同憂


 気付くといたのは見慣れぬ景色の中だった。
 広政はすぐに状況が呑み込めずに、暫しぽかんとしたまま突っ立っていた。

 可笑しい、自分は確か自宅にいて、自分の部屋へ戻る途中だったはずだ。
 そこまで思い出して、周りを確認しようとようやく首を動かす。

 しかしそんな広政を呼び止めるかのように、その声が届いた。

「広政くん」

 聞き覚えのある声だ。
 広政はその声色に安堵してしまい、表情を明るくして声のした方を振り向く。

 いたのは図書館のお姉さんに違いなかった。
 けれどその様相が異質なことに、広政は一瞬たじろいだ。

 お姉さんの顔だけだったのだ、その輪郭をまともに捉えることが出来たのは。

 残りの部位――手先や胴体、髪の先に至る全ての部分はぼんやりと輪郭がぼやけ、周囲を取り囲む不明瞭な背景に蕩け合うように滲んでいた。

 広政はさすがに警戒した。
 先程の安堵感もすっかり消え失せ、言葉も出せずにお姉さんを見るしかなかった。

 けれどお姉さんは戸惑う広政のことなど気にも留めず、久し振りねと笑顔で近付いて来る。
 どうやって近くに、この距離を詰めて来たのか、広政には理解出来ない動きだった。

 けれどお姉さんの手は、掌と思しき2つのそれが広政の頬を包み、柔らかな笑みを見せ付けるように固定する。

「元気だったかしら? 久々に顔が見たくなって会いに来ちゃったの」

 お姉さんは言う。

 その声は、どこからともなく聞こえて来る。
 恐らくお姉さんの口から放たれた音声ものではない、広政には何故かそう思えた。

 口は見えるのに、その口が動いているのは判るのに、声は別の方向から届いてくるのだ。

 はい、と広政は無感情のまま、お姉さんへ返事をする。
 お姉さんはそのまま喋るのを続けた。

「忙しかった仕事もそろそろ目処が付いたの。
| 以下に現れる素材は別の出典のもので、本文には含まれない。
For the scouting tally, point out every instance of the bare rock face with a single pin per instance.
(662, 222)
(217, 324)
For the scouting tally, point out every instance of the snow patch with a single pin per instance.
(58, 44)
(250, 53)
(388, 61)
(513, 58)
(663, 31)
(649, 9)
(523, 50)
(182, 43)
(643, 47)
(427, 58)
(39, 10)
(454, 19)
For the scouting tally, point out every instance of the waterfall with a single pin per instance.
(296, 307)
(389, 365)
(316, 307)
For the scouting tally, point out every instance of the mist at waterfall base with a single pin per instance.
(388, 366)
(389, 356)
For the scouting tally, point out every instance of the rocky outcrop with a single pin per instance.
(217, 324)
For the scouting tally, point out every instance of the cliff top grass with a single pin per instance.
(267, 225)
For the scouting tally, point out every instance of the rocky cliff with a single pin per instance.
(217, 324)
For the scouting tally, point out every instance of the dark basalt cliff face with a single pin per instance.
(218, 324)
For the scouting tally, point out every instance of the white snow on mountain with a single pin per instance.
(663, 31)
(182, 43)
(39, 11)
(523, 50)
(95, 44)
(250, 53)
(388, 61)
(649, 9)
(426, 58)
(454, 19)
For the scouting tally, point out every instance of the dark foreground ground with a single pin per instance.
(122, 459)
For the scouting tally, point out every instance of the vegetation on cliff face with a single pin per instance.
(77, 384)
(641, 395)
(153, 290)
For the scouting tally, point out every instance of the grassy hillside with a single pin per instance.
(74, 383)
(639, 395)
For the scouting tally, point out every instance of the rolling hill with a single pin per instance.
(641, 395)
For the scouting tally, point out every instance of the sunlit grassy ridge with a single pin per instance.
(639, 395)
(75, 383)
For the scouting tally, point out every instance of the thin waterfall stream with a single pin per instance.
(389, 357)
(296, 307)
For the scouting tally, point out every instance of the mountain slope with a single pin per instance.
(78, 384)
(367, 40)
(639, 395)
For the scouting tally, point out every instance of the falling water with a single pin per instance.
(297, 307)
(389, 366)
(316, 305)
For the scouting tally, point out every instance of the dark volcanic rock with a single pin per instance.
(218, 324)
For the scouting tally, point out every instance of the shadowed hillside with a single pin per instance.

あとちょっとで仕上がるわ」
「そう、なんです……か?」

 広政は少しもお姉さんから視線を外すことなく話を聞く。
 それが当然のことのように思えたせいだ。

 この人の話を、聞いておかなければならない。

 そうよ、とお姉さんの口許が妖しく微笑んだ。

「あと少しよ。このまま、あの鬼神の邪魔がこれ以上入らなければ、あなた、が――」

 お姉さんが言い掛けたことは、きっと重要な内容だった。

 しかし広政はそれを聞くことが出来なかった。
 別の呼び声が、2人の間に割り込んだのだ。


「――さ! 広政!!」


 次に気付いたときには、広政は自宅の廊下に倒れ込んでいた。